Step 2: Tape it all together
There are numbers in all the corners to match up so you can tape everything together.
Step 3: Tracing the Pattern (optional)
I do not like working with the computer paper, so I trace the pattern onto the back of another pattern. Yep, you heard me correctly, I reuse old patterns this way. (Not vintage, just kinda oldish) I am a sucker for $1 - $2 pattern sales that the chain fabric stores have, and I end up with some patterns that seemed like a good idea at the time but really weren't. I iron them out, turn them over and use them to trace my Burdas and Hot Patterns. If I pay attention and mark everything clearly, I don't get distracted by the existing markings.
Step 4: Resize Pattern
I'm not gonna lie, I am about a size bigger than the largest size offered in this book. Because this pattern is so simple, I just added some width equally to all the pieces and that seemed to work fine. The first thing I did was cut the pattern in half. All of the pattern pieces for this garment were meant to be cut in a single layer, which is fine, but adds complications when you want to grade something up. (If you are adding inches towards the side of the pattern, it is easier to do it once on the fold, then twice at each end. If that makes sense.) So I just cut out my pattern, folded it in half, and then cut it in two. (I would be annoyed if I had to grade between the given sizes because you would have to fully print out both sizes, put one on top of each other, and trace in between. Or that is how they say to do it. I would not. There is a lot to be said for multi-size sheets.)
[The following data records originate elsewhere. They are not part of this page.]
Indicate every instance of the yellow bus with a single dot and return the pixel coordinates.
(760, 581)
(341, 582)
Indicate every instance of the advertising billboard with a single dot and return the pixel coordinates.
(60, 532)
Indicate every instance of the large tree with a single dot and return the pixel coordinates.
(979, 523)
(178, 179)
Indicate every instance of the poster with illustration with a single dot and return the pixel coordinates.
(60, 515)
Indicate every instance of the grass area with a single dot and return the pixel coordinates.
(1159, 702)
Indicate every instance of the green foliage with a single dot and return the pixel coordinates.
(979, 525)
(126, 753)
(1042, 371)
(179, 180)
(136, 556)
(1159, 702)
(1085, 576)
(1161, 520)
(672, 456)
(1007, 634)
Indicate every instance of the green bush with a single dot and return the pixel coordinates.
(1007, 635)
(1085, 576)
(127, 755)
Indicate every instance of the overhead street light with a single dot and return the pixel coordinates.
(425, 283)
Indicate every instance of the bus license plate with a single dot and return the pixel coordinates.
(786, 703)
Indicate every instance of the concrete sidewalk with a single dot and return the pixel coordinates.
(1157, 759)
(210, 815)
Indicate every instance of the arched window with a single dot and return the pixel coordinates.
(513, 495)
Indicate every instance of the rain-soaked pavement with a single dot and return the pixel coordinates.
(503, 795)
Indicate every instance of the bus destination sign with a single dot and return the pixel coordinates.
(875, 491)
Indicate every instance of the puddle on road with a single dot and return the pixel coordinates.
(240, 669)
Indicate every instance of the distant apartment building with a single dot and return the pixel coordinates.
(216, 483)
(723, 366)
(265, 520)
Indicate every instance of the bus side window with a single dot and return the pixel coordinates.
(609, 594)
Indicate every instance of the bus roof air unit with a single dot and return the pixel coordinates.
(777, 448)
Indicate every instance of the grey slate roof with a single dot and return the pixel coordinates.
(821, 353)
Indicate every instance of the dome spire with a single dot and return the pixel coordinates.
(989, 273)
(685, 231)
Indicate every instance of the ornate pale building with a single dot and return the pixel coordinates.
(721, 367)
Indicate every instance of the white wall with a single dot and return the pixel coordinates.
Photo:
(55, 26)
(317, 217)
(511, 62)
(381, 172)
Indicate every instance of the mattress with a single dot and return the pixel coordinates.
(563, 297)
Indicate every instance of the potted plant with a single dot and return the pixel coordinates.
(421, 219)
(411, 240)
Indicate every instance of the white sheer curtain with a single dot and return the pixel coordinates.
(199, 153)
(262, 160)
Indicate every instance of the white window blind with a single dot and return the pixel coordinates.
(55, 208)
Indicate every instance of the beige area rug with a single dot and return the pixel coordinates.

I knew I was going to add about an 1 1/2 to each pattern piece, so I marked a line, cut the pattern on the line, and spread the pieces out. (Since the pattern is so simple, I just spread in one spot.) I then taped the pieces to my table.
And then I traced over these pieces to create one pattern piece. Voila! A pattern in my size.
Step 5: The muslin
I made a few muslins for this skirt. I made three just for the yoke. I wanted to get the fit just right for that before I resized anything else, so I would know exactly how much to add to the other pattern pieces. I then made one for the lining, because it is more fitted than the skirt. (I ended up with the back piece being really big. Not sure if that was my error or the pattern's.) Then I made one for the skirt. I am still not happy with the waist, but I am going to deal with that in the actual fashion fabric.
Step 6: The Skirt
I got the skirt cut out last night and am about to start sewing. I have a lovely grey wool flannel that I am using. Hopefully I can get that waist fixed.